The airline industry has been in rally mode since late last month, and Alaska Air Group Inc. (NYSE: ALK) is one of the stocks leading the way in the past two weeks. 

Others that have taken flight lately include United Airlines Holdings Inc. (NASDAQ: UAL), American Airlines Group Inc. (NASDAQ: AAL) and Delta Air Lines Inc. (NYSE: DAL). Showing that positive news can lift an entire industry, even Southwest Airlines Co. (NYSE: LUV) is up 5.96% in the past week, as investors seem to have brushed aside the company’s widely publicized bungling of the busy holiday travel season. 

Alaska Air soared 11% last week on news that the company plans to recruit 3,500 new employees in various roles and functions. 

In a news release, the company said, “As we continue to grow and bring dozens of new airplanes into our fleet, we need thousands of people to join the Alaska family.”

Alaska Air operates two airlines, Alaska and Horizon. Its mainline business segment comprises scheduled passenger and cargo transportation on Alaska’s Airbus and Boeing fleets. That unit serves the U.S., parts of Mexico, and Costa Rica. 

Horizon is a wholly owned subsidiary of Alaska, flying regional these regional passenger routes. The concept of the regional segment is familiar to travelers who fly relatively short distances, often to or from smaller airports. 

Investors Cheer Hiring Announcement 

The announcement about robust 2023 hiring was greeted with enthusiasm as shares climbed 2.65% on the news. While recent corporate announcements about layoffs, such as those at Jabil Inc. (NYSE: JBL), resulted in a rally because investors cheered cost cuts, Alaska’s news resulted in optimism about increased business.

The company said it aims to hire 550 pilots, 1,000 flight attendants, 1,000 customer service agents, 100 ramp service agents, 240 contact center agents, 135 maintenance technicians, and 500 employees for management roles. 

With a market capitalization of about $6.38 billion, Alaska now qualifies as a mid-cap, but it hasn’t yet been ejected from the S&P 500, although it’s one of the smaller stocks within that broad large-cap index. The current threshold for qualification is $3 billion, which Alaska still meets. 

In the past year, the stock essentially etched the same downward trajectory as the broader airline industry, although did outperform the group as a whole. The leading stock in the group is Panamanian Copa Holdings SA (NYSE: CPA), which advanced 7.47% in the past year. United saw a 7.22% gain during that time, while American and Delta were down 12% and 7.89%, respectively.

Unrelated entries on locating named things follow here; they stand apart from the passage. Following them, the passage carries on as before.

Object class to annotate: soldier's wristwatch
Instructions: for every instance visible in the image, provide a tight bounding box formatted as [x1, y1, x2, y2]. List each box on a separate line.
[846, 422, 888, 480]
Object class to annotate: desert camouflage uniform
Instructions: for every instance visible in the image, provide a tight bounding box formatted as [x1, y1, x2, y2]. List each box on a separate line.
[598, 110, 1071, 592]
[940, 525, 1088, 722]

Alaska posted a decline of 11.07% in the past year.

Can Alaska Air Continue Soaring Above The Airline Industry?

Good Data On Inflation Lifted Entire Industry 

The entire group is rallying as better-than-expected inflation data is boosting hope that demand for travel will bounce back sooner than anticipated. However, anyone who flew much in 2022 almost certainly experienced packed planes, crowded airports, and often flight delays and cancellations as post-pandemic travel rebounded much sooner than airlines expected. 

Investors seem to believe last year’s travel was just the tip of the iceberg regarding what’s coming. 

The company is due to report its fourth quarter on January 26, before the opening bell. Wall Street expects $0.88 per share on revenue of $2.51 billion. Both would be increases over the year-earlier quarter. 

Earnings data for Alaska show the company beating bottom-line views in the past eight quarters and top-line views in seven of the past eight. 

Revenue has been increasing at a healthy clip, although below the triple-digit growth rates that occurred from the second quarter of 2021 through the first quarter of 2022, when year-over-year gains over travel-restricted and travel-reluctant quarters were easy to make.

Shares are trading at April 2022 levels, as the stock advanced 20.02% in the past three months. Shares closed Tuesday at $50.30, a gain of a penny.